Para millones de hombres, el café es mucho más que una bebida. Es el ritual que marca el inicio del día, el impulso antes de una reunión importante o el aliado que ayuda a mantener la concentración durante una jornada intensa. Sin embargo, la forma en que consumimos café puede influir tanto como la cantidad que tomamos.
Aunque muchos acostumbran servirse una taza apenas abren los ojos, diversos especialistas coinciden en que el momento en que se consume la cafeína puede marcar una diferencia importante en los niveles de energía, productividad y calidad del descanso.
El reloj biológico tiene la última palabra
El cuerpo humano funciona siguiendo un ciclo natural de aproximadamente 24 horas conocido como ritmo circadiano. Este mecanismo regula procesos fundamentales como el sueño, la temperatura corporal, el apetito y la producción de hormonas relacionadas con el estado de alerta.
Entre ellas destaca el cortisol, una hormona que aumenta de manera natural durante las primeras horas del día para ayudarnos a despertar y mantenernos activos. Por esa razón, el organismo ya cuenta con una dosis propia de energía al levantarse.
A medida que avanza la mañana, esos niveles comienzan a descender y es ahí cuando muchas personas perciben una disminución en su capacidad de concentración o en su sensación de vitalidad.
¿Hay que esperar para tomar la primera taza?
Durante años se ha popularizado la recomendación de esperar entre 90 minutos y dos horas después de despertar antes de beber café. La teoría señala que, al dejar pasar el pico natural de cortisol, la cafeína puede resultar más efectiva para combatir los momentos de menor energía.

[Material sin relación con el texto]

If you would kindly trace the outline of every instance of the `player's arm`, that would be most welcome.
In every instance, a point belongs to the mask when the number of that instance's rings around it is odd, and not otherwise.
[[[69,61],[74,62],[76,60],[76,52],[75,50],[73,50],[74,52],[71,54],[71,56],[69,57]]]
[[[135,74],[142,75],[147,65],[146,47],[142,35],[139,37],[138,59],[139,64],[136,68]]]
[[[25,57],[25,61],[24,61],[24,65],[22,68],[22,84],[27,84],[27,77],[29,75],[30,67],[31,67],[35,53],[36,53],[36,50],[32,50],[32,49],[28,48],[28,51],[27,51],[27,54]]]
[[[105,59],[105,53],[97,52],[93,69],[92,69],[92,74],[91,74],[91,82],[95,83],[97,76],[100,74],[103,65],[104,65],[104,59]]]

Sin embargo, la realidad es menos rígida. Los efectos estimulantes del café se producen porque la cafeína bloquea la acción de la adenosina, una sustancia cerebral relacionada con la sensación de sueño. Este mecanismo funciona independientemente de los niveles de cortisol.
Por eso, no existe una hora universal que funcione para todos. Algunas personas se sienten perfectamente bien tomando café apenas se levantan, mientras que otras experimentan nerviosismo, ansiedad o una sensación de sobreestimulación.
La clave está en observar la respuesta del propio cuerpo. Si tu rutina actual funciona y te ayuda a empezar el día con energía, probablemente no haya razones para modificarla. Si, por el contrario, notas incomodidad o agitación, retrasar la primera taza podría ser una alternativa interesante.
Café en ayunas: una cuestión de tolerancia
Otra duda frecuente tiene que ver con el consumo de café antes del desayuno. Para algunas personas, una taza en ayunas forma parte de su rutina diaria sin consecuencias negativas. Para otras, puede convertirse en una fuente de molestias digestivas.
La cafeína puede aumentar la producción de ácido gástrico, lo que en ciertos casos favorece síntomas como acidez, reflujo o irritación estomacal. Cuando esto ocurre, acompañar el café con alimentos o añadir un poco de leche puede ayudar a reducir las molestias.
El tema también suele aparecer entre quienes practican ayuno intermitente. Desde el punto de vista calórico, el café negro prácticamente no rompe el ayuno. Sin embargo, eso no significa que todos los organismos reaccionen igual. Escuchar las señales del cuerpo sigue siendo la mejor referencia.
La hora límite para no afectar el sueño
Si hay un momento del día en el que conviene prestar atención al café, es el de la última taza. La cafeína permanece activa en el organismo durante varias horas y puede seguir ejerciendo efectos mucho después de haber terminado la bebida.
Su vida media suele situarse entre cuatro y seis horas. En términos prácticos, esto significa que un café consumido a media tarde todavía puede estar presente en el organismo al llegar la noche.
Las consecuencias pueden ir más allá de tardar unos minutos extra en quedarse dormido. También pueden afectar la calidad del sueño profundo, alterar el reloj biológico y provocar sensación de cansancio al día siguiente.
El secreto está en el equilibrio
Para la mayoría de las personas, los expertos recomiendan evitar la cafeína entre seis y ocho horas antes de acostarse. Si alguien suele dormir alrededor de las diez u once de la noche, lo ideal sería que su última taza fuera durante las primeras horas de la tarde.
A partir de ese momento, las infusiones sin cafeína, los tés herbales o las bebidas descafeinadas pueden convertirse en mejores opciones para mantener la hidratación sin comprometer el descanso.
Al final, obtener más beneficios del café no depende únicamente de la cantidad que se consume, sino también tiene que ver con el momento adecuado. Una taza bien sincronizada con los ritmos naturales del cuerpo puede traducirse en más concentración, mejor rendimiento y noches de sueño más reparadoras.